The decimation of media, and sports media in particular, has largely gone ignored by the masses, who have been mostly unengaged in the labor battles taking place in newsrooms across the country. There was a time, as fellow reporter Maggie Hendricks once said, when being a journalist was a good, middle-class job. Reliable, steady, good job security, as the news never stops. Now, after decades of demonization by politicians and being mined for parts by private equity, some journalists around the country recently got a raise because their salary didn’t meet the minimum salary threshold laws in places like New York City and L.A.

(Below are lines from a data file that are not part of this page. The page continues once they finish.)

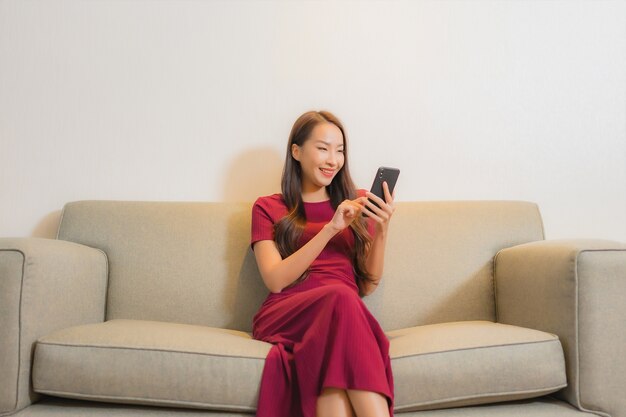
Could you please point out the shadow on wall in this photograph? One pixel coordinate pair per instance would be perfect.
(253, 173)
(47, 227)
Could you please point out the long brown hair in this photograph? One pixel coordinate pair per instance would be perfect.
(288, 230)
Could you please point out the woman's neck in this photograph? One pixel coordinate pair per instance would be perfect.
(314, 194)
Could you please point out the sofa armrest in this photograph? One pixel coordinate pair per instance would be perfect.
(574, 289)
(45, 285)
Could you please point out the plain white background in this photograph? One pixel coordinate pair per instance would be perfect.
(194, 101)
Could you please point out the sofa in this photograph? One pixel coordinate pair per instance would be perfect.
(145, 308)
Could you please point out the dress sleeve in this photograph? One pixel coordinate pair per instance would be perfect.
(262, 223)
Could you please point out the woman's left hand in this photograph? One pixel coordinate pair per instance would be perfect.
(383, 213)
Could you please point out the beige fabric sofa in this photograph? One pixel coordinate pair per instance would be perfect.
(145, 308)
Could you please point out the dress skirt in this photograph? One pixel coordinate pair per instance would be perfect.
(323, 336)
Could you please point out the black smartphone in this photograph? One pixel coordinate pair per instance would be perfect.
(384, 174)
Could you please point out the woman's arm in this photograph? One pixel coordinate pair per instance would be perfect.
(376, 256)
(278, 273)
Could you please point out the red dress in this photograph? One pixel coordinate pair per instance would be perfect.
(322, 332)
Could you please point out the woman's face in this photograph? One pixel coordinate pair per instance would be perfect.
(321, 156)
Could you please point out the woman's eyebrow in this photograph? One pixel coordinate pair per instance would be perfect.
(327, 143)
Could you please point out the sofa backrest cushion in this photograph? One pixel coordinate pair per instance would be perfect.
(190, 262)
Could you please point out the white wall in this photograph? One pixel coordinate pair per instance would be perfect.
(194, 100)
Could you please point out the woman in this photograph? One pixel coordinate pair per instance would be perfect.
(318, 255)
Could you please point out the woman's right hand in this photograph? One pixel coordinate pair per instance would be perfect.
(345, 214)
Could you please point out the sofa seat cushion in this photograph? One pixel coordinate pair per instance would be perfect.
(472, 362)
(154, 363)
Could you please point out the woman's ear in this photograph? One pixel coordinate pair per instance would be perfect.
(295, 152)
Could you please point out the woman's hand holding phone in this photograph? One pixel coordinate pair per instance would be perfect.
(345, 214)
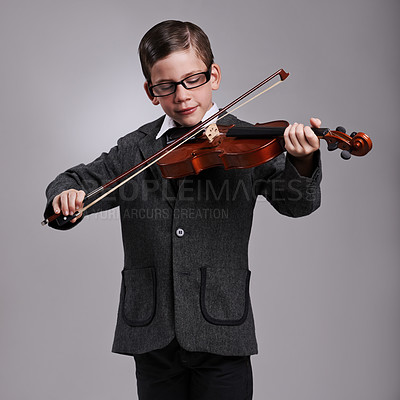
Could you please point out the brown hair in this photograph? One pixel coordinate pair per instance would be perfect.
(169, 36)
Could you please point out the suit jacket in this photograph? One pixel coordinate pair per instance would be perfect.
(186, 272)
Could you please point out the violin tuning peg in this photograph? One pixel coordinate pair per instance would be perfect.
(345, 154)
(332, 146)
(341, 129)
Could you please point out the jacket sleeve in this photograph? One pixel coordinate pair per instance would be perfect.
(289, 193)
(87, 177)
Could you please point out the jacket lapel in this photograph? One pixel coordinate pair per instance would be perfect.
(148, 146)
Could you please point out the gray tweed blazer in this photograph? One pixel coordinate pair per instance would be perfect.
(186, 272)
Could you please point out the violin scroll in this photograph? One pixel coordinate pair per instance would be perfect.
(357, 144)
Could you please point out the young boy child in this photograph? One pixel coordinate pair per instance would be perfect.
(185, 312)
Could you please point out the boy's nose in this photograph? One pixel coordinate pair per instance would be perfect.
(181, 94)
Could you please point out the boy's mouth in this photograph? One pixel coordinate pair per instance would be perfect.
(187, 111)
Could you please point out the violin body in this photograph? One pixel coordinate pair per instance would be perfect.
(233, 147)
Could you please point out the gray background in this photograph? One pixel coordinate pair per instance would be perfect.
(325, 288)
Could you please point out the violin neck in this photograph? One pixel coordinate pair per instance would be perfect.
(267, 132)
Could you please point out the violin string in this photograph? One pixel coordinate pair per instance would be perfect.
(167, 152)
(249, 100)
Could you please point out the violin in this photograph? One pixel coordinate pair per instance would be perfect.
(206, 146)
(246, 147)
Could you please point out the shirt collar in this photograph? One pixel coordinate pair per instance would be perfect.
(169, 123)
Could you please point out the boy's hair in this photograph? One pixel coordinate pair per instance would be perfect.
(170, 36)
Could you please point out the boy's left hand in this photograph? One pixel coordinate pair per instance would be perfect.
(300, 140)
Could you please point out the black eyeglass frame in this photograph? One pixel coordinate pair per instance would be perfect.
(207, 74)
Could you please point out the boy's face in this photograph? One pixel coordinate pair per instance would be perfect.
(186, 107)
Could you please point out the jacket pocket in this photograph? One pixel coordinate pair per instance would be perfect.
(139, 296)
(224, 295)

Many Americans don’t care about the loss of journalists covering essential beats, like climate change and the rise of extremism in America, so it’s hard to argue that they should care about sports writing. But sports in America is where we work through our social and racial issues, oftentimes before the rest of society does. Jackie Robinson integrated baseball in 1947, at a time when much of the American South was still shrouded under the bloody curtain of Jim Crow laws. In his excellent book “We Will Win the Day,” Professor Lou Moore talks about the role Black sportswriters played in pressuring baseball to desegregate, and how, in turn, sports writers were able to use Robinson’s debut in MLB to pressure local school districts to end their policies of racial exclusion, as well.

“In St. Louis, the unheralded Black sportswriter Arthur Kirk led the crusade to integrate high school sports at the public-school level,” Moore writes. “In the fall of 1948, right after the London Olympics ended, encouraged by the level of celebratory democracy bestowed on Black Olympians, Kirk used his editorial column to challenge the Black community to battle with him in his fight with Missouri’s Jim Crow athletic board…By 1952, the city had integrated all of its high school sports programs and offered integrated championships in baseball and track and field.”

In 1973, long before the days of cable TV and online streaming, SI played a major role in covering The Battle of the Sexes, the televised tennis match between Billie Jean King and ostensible sexist Bobby Riggs, which magnified an ongoing national discussion about women’s rights and sexism in the workplace. Muhammed Ali appeared on SI’s cover 40 times, including five times between 1967 and 1971, when Ali was exiled from boxing due to his status as a conscientious objector to the Vietnam War. In the summer of 2020, when athletes across the country took a stand for racial justice, it was the sports writing community who was tasked with covering it, including the WNBA’s Atlanta Dream, who banded together, advocated for then-candidate Raphael Warnock, and flipped the United States Senate blue. That, of course, was around the same time the entire league locked arms and took a knee for Breonna Taylor.

In America, sports have never been “just sports.” Sports have always been inherently political, encompassing issues like police brutality, violence against women, racism, sexism, labor rights, transphobia, and homophobia. Issues that seem larger than life when they involve celebrity athletes, but are the same ones we talk about around our dinner tables at home. The fight for impactful sports writing, and the fight for independent journalism, is nothing less than the fight for the soul of America. We can not sell out meaningful journalism for pageviews. The impact sports journalism has on our nation can’t be measured in clicks and ad revenue, or converted in slide shows, simply to make more money for non-journalists who would buy and sell us all for parts tomorrow if the profit was big enough. Sadly, we’re already on our way there.